Книга нанесла еще одно оскорбление. Урбан желал, чтобы Галилей включил в книгу пояснение – текст, подтверждающий состоятельность мировоззрения Церкви, но вместо того, чтобы написать этот текст от своего имени, как просил Урбан, Галилей вложил его в уста своего персонажа Симпличио, которого Хейлброн именует «дурындой». Папа Урбан, совсем не дурында, страшно обиделся.
Когда звездная пыль улеглась, Галилея обвинили в нарушении указа Церкви от 1616 года о запрете распространения учения Коперника и потребовали отречения от его взглядов. Преступление Галилея – в той же мере нарушение границ власти и контроля, или же «владения» истиной, как и в мировоззренческих особенностях. Большая часть интеллектуальной верхушки Церкви понимала, что взгляды Коперника, возможно, верны, однако восставали они против ренегата, распространявшего эти взгляды и ставившего под сомнение учение Церкви.

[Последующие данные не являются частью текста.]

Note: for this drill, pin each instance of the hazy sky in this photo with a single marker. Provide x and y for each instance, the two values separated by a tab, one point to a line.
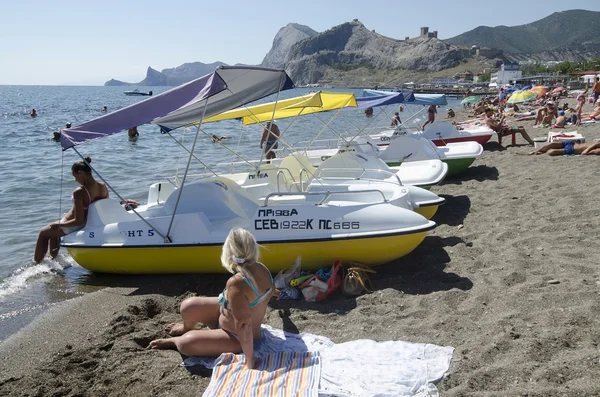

22 июня 1633 года облаченный в белую рубаху узника Галилей склонил колени перед обвинявшим его трибуналом и сдался требованию подтвердить верховенство Писания: «Я, Галилей, сын покойного Винченцо Галилея, флорентинец, семидесяти лет отроду… клянусь, что всегда веровал, верую и с Божьей помощью буду веровать и далее во все, что принимает и проповедует и чему учит Святая Католическая и Апостольская Римская Церковь».
Вопреки заявлению, что он всегда принимал учение Церкви, Галилей, тем не менее, продолжил признанием, что поддерживал осуждаемую теорию Коперника, даже «после того, как было сделано официальное внушение» Церковью, чтобы он, по словам Церкви, «оставил ложное мнение, что Солнце есть центр мира и неподвижно, и что Земля – не центр мира и движется…»
Интереснее всего формулировка Галилеева признания: «Я написал и издал книгу, – сказал он, – в которой описываю новое, но уже осужденное учение, и привожу в его пользу доводы великой убедительности». Даже объявляя о своей приверженности Церковной версии истины, он по-прежнему защищает содержание своей книги.
Галилей завершает покаяние, говоря «желая устранить из умов вашего Святейшества и всех честных христиан сильное подозрение, справедливо против меня бытующее, с искренним сердцем и неподдельной верой я отрекаюсь, проклинаю и презираю вышеупомянутые ошибки и ереси. и клянусь в будущем никогда не говорить и не утверждать, устно или на письме, ничего, что может дать повод для подобных же подозрений касательно меня».
Галилей не подвергся столь же зверскому наказанию, на какое обрекла Инквизиция Джордано Бруно, который тоже утверждал, что Земля вращается вокруг Солнца и за свою ересь сгорел на костре в Риме в 1600 году. Однако суд на Галилеем обозначил позицию Церкви вполне отчетливо.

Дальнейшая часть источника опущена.